Obligation to hold a bank account
- All legal entities will be required to open a payments account in Romania for the entire duration of carrying out their activity;
- This formality must be completed within 60 days since incorporation, for companies established after the entrance into force of the law;
- Sanctions:
- Penalties ranging from RON 3,000 to RON 10,000.
- Being declared inactive by the fiscal authority.
- Companies organised and functioning as provided by Law no. 31/1990 that remain inactive for more than one year risk liquidation.
Transfer of shares
Share transfers within limited liability companies (LLCs) by the shareholder who holds control over the company as per art. 25 para. (4) of the Fiscal Procedure Code shall be enforceable against ANAF only in the following conditions:
- Notification: The transferor, the transferee or the company must notify ANAF of the transfer of shares within 15 days of its effective date.
- Guarantees for debts: If the company has outstanding tax obligations of other budgetary dues, the transferor or company must provide guarantees to cover the amount of the debts. These guarantees can consist of cash deposit, letter of guarantee, or insurance policy, and must cover the value of all outstanding tax obligations as per the tax certificate.

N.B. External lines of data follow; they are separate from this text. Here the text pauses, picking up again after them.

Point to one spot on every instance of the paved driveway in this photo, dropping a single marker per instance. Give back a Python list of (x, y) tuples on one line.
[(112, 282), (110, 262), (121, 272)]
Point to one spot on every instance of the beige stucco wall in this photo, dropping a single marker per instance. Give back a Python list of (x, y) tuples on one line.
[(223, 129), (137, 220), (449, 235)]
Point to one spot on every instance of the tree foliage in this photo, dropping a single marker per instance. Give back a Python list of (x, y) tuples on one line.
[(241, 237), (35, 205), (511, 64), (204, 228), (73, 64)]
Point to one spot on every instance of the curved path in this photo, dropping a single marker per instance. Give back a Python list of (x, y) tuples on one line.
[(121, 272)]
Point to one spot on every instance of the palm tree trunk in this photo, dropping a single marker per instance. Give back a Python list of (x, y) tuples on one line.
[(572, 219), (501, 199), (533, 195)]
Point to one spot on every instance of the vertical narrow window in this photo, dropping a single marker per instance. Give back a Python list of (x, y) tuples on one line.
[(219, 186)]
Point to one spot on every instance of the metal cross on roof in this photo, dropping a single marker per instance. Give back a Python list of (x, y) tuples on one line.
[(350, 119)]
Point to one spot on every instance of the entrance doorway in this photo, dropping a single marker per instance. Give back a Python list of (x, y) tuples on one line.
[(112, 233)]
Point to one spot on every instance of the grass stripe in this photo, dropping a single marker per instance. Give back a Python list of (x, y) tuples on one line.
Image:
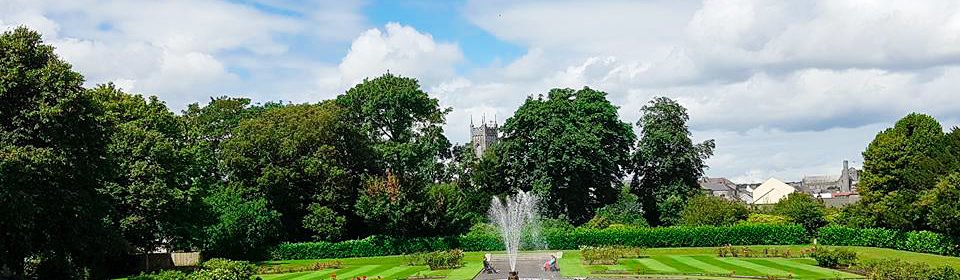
[(739, 270), (312, 275), (701, 265), (762, 269), (797, 264), (391, 271), (795, 271), (358, 272), (655, 265), (287, 276), (678, 265), (407, 272)]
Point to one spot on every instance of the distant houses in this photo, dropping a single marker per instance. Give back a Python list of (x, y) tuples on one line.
[(833, 190)]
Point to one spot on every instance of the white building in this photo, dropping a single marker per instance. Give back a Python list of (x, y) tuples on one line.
[(771, 191)]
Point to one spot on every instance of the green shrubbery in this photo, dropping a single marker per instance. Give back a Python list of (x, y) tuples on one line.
[(567, 239), (706, 236), (214, 269), (896, 269), (448, 259), (914, 241), (608, 254), (834, 258)]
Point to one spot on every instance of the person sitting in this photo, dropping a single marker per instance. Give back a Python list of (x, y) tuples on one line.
[(487, 267), (551, 265)]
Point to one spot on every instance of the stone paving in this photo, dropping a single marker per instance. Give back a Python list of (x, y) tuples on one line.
[(529, 266)]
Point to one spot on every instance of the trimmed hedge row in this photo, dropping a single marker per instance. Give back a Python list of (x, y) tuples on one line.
[(914, 241), (744, 234)]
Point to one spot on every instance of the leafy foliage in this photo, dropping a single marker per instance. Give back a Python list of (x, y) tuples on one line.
[(834, 258), (897, 269), (569, 147), (707, 210), (899, 165), (666, 162), (802, 208), (297, 156), (52, 160), (915, 241), (243, 228), (758, 218)]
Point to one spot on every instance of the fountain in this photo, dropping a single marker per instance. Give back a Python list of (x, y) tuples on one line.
[(511, 217)]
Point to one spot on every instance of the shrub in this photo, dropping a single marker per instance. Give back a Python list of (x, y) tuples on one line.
[(444, 259), (757, 218), (223, 269), (704, 210), (834, 258), (608, 254), (162, 275), (481, 240), (802, 208), (915, 241), (896, 269)]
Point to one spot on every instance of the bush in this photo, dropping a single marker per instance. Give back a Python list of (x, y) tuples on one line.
[(608, 255), (757, 218), (704, 210), (914, 241), (556, 239), (223, 269), (802, 208), (444, 259), (896, 269), (214, 269), (834, 258)]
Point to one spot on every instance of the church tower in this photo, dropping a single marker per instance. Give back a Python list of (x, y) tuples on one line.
[(483, 136)]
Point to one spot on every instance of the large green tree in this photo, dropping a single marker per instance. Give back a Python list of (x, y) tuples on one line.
[(900, 164), (403, 123), (404, 126), (153, 202), (297, 156), (666, 162), (52, 150), (569, 147)]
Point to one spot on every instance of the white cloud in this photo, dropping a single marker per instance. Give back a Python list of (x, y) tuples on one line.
[(401, 50)]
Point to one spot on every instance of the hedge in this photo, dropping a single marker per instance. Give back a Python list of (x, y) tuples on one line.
[(708, 236), (914, 241)]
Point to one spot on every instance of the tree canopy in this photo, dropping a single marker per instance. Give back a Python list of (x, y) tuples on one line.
[(666, 162), (569, 147)]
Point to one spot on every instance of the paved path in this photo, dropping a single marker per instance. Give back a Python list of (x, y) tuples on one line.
[(528, 267)]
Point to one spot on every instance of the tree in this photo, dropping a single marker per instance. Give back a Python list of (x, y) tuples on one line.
[(404, 127), (942, 205), (403, 123), (705, 210), (666, 162), (52, 147), (899, 165), (625, 211), (244, 226), (296, 156), (148, 188), (569, 147), (803, 209)]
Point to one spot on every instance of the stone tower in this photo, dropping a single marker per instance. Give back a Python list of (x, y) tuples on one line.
[(483, 136)]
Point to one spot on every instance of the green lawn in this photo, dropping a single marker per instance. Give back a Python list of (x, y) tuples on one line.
[(662, 261)]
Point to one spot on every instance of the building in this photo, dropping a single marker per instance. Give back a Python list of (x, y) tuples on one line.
[(771, 191), (720, 187), (483, 136), (845, 182)]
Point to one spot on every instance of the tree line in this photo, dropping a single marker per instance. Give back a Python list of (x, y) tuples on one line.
[(88, 174)]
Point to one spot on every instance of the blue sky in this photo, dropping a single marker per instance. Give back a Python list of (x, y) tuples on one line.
[(786, 88)]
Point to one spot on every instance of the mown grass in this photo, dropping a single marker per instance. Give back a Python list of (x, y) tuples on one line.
[(662, 261)]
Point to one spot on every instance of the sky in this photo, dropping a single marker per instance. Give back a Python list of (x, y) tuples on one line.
[(786, 88)]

- The Trade Registry will register the transfer only after verifying that these conditions have been met.
- The guarantees will only be released after the debts have been paid in full. If they are not settled within 60 days of the registration of the share transfer, ANAF will enforce the guarantees.
LLC minimum share capital
- For newly established LLCs, the minimum share capital shall be of RON 500.
- For LLCs with a net turnover above RON 400,000, the minimum share capital shall be RON 5,000.

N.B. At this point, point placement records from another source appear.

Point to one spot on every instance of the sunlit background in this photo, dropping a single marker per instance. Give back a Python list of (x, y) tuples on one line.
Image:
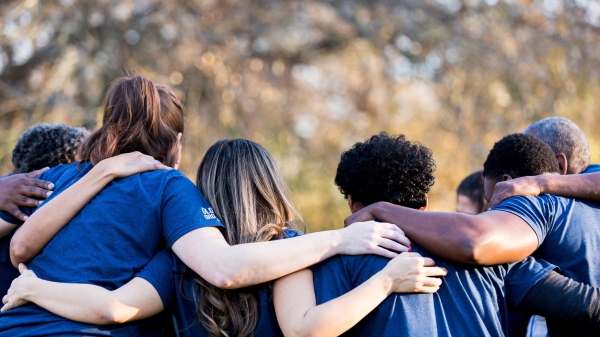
[(307, 79)]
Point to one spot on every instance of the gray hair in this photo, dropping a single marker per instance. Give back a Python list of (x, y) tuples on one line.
[(563, 136)]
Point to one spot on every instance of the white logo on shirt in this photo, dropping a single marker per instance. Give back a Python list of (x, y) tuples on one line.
[(208, 213)]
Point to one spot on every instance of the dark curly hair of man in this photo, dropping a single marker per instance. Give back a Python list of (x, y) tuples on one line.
[(47, 145), (386, 168), (519, 155)]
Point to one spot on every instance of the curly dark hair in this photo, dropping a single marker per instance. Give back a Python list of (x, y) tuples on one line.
[(386, 168), (519, 155), (47, 145)]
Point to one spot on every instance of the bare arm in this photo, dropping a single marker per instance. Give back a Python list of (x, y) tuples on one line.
[(23, 190), (207, 253), (488, 238), (299, 315), (43, 224), (85, 303), (579, 186)]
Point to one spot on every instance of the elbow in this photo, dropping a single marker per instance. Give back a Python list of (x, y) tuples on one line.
[(471, 251), (301, 330), (19, 253), (114, 313), (224, 280)]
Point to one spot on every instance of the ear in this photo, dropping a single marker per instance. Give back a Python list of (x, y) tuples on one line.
[(355, 206), (179, 147), (563, 163)]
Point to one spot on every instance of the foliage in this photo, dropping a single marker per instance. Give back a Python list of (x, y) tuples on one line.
[(307, 79)]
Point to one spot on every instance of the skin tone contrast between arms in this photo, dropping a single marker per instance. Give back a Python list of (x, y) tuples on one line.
[(364, 238), (299, 315)]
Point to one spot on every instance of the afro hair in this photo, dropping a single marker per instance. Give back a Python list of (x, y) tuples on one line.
[(519, 155), (47, 145), (386, 168)]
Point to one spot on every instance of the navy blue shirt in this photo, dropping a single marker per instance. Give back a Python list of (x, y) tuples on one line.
[(568, 232), (470, 302), (7, 271), (110, 241), (188, 295)]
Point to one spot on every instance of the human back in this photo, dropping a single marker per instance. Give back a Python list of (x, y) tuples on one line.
[(247, 192), (113, 237)]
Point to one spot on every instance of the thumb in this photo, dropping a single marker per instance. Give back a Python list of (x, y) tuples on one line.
[(36, 173)]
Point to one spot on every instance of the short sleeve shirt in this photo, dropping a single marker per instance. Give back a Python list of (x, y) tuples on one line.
[(470, 302), (568, 232), (113, 237)]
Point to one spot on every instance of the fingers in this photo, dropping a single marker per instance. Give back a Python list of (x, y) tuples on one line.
[(22, 200), (428, 262), (384, 252), (36, 173), (14, 210), (431, 282), (39, 188), (435, 271), (428, 290)]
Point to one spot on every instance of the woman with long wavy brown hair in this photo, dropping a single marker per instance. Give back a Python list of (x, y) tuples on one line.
[(246, 191)]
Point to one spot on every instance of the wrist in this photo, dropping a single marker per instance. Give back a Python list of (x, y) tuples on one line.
[(102, 171), (542, 183), (385, 281), (26, 288)]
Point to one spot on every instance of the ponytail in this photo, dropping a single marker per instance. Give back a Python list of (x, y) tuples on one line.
[(138, 116)]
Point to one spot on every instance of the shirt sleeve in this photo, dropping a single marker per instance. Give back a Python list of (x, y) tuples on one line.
[(592, 168), (538, 212), (330, 279), (523, 275), (184, 209), (159, 272)]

- If the turnover increases and exceeds the threshold, the share capital will be increased by the end of the following financial year.
- Existing LLCs must adjust their share capital within a maximum of 2 years of the law entering into force.

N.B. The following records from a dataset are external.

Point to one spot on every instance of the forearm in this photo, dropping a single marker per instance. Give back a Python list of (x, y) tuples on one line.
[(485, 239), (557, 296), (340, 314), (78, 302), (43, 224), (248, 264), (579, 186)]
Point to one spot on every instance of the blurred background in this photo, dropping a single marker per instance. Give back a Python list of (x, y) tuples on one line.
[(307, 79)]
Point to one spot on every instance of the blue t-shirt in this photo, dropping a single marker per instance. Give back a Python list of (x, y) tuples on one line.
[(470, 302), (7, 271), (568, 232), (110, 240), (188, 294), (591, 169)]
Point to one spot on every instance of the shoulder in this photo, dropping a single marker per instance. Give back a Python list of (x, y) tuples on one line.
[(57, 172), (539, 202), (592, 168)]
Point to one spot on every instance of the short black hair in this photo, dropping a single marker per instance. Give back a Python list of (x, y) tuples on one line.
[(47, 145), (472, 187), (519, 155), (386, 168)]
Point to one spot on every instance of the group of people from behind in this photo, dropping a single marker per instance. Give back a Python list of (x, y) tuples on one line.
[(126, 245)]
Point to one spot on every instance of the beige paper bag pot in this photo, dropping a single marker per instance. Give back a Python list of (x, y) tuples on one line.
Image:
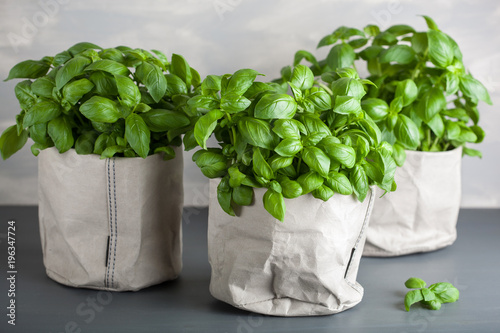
[(304, 266), (112, 224), (421, 215)]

- Failure to comply with these provisions may result in the dissolution of the LLC at the request of any interested party or ex officio.
Dividends and loans: new rules and prohibitions
- Loans may be granted to shareholders by companies that distribute quarterly dividends exclusively after adjusting the differences resulting from the distribution of dividends throughout the year.
- Loans taken from shareholders cannot be repaid if the net asset value is less than half of the share capital value.
- Failure to comply with these rules is sanctioned by:
- A fine between RON 10,000 and RON 200,000
- Joint liability of the company and the shareholder
- Dividends from current profits may be distributed only after:
- the establishment of the legal and statutory reserves, and the coverage of the accounting losses carried forward, for companies that record current profit but have carried forward losses;
- the restoration of the net assets to the minimum value provided by law (at least half of the subscribed share capital value), as the case may be.
- Interim dividends may not be distributed from the current financial year's profit if the net asset value is reduced to less than half of the subscribed share capital, based on the interim financial statements.
New rules regarding net assets
- Failure to comply with the obligation to restore the net assets to the legal value is punishable by a fine between RON 10,000 and RON 200,000.
- If a company that does not meet the requirement to restore its
net assets has debts resulting from loans and financing provided by
shareholders, the company is obliged to increase its share capital
by converting those loans, while respecting the pre-emptive rights
of shareholders, within 2 years from the end of the financial year
following the one in which the losses were recorded.
- Failure to comply with this obligation is punishable by a fine ranging from 40,000 to 300,000 lei
- These provisions do not apply to companies declared inactive.
- The law provides several exceptions for these obligations (such as certain investment funds, professional investors etc.).
The content of this article is intended to provide a general guide to the subject matter. Specialist advice should be sought about your specific circumstances.